Woodworking is a timeless and beautiful craft, often imbued with passion and the pursuit of quality, where creativity and manufacturing unite. Seasoned wood craftsmanship will inevitably result in good design, when handiwork, technique and expertise are skilfully carried out. Using different timbers, the craftsman is able to form a real connection with this raw and tactile material to produce wood designs that are simple and clean. With wood there is an inescapable notion where working hard equates to living well.
In wood there is often a pragmatic and useful purpose that sits alongside an aesthetic disposition. In a rural setting, wood has the capacity to add a level of elegance paired with rusticity that is difficult for other materials to compete with. Modern production techniques work to improve wood’s durability, its fire resistance and usefulness. As such we see wood featured at an increasing rate in building projects, both in its natural state and in an engineered form. Whether organic or machine-engineered, the warmth and simplicity of wood represents longevity and sustainability when living with design.
Wood continues to be as popular today as ever and its possible applications are numerous, ranging from the construction of an entire home to adding interiors features that are practical and/or warming. Its multi-functional uses can be found in: doors, floors, skirting, frames, cills, lintels, ceilings, wall partitions (panelled and un-panelled) and staircases.
With its unlimited timbers, textures, patterns, grains, natural, painted and stained colours, wood has a significant role to play in the home. It will age beautifully through the years, maturing, becoming darker or lighter, adding charm and character. Wood also tells the story of a home, from those adze imprints left by a craftsman to the craggy timbers that have stood the test of time, wear and tear.
Depending on the type of wood used and the context, wooden fixtures and fittings can help to dictate a home’s environment, such as traditional versus rustic and midcentury versus modern. Used in conjunction with materials such as concrete, glass, metal and stone, wood will add a beautiful homey feel. In her book “Modern Country”, author Caroline Clifton-Mogg considers wood to act as a “soft-spoken peace-maker” when combined with harder materials.

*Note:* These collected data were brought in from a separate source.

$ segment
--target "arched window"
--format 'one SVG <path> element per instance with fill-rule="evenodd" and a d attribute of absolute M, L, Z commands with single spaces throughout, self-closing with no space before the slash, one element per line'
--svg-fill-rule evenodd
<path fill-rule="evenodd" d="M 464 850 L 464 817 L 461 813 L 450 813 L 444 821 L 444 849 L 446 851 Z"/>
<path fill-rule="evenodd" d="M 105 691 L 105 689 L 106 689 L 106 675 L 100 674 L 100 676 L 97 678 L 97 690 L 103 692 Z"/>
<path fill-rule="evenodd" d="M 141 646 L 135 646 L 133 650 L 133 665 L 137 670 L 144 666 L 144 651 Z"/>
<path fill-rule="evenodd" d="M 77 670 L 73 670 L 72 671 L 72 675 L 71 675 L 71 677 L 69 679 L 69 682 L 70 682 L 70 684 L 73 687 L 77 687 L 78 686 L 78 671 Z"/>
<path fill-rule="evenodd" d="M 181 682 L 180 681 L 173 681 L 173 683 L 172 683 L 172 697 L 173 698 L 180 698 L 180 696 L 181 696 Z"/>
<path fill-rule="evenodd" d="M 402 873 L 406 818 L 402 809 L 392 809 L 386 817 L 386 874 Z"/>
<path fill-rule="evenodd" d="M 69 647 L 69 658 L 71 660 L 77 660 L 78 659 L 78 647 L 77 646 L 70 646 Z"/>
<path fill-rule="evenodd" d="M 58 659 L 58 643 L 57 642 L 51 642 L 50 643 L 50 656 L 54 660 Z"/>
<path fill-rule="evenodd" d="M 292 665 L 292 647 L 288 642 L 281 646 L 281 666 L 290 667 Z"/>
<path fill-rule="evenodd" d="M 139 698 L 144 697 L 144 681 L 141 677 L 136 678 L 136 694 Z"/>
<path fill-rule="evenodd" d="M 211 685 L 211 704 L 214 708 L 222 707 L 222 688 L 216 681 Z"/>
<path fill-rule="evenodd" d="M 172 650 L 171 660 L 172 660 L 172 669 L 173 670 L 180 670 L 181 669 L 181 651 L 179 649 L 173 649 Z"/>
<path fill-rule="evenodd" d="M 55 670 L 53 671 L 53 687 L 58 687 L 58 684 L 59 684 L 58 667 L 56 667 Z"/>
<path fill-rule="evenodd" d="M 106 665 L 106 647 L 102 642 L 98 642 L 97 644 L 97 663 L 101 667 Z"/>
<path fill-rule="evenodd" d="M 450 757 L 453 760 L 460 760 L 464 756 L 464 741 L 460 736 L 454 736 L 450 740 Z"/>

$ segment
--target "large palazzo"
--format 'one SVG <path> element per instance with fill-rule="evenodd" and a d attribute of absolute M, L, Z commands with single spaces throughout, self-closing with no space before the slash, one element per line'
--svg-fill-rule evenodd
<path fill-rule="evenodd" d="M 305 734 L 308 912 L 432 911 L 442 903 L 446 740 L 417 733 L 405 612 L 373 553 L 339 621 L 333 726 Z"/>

The malleability of wood, its sustainable properties, traditional values, solidity, warmth and honesty, will ensure it continues to find favour in architecture and interiors. Handmade, rustic, imperfect, whatever its features, wood is at home in a rustic country cottage as it is in a contemporary city loft apartment.
Clifton-Mogg, C. (2014) Modern Country: Inspiring Interiors for Contemporary Country Living. London: Jacqui Small LLP.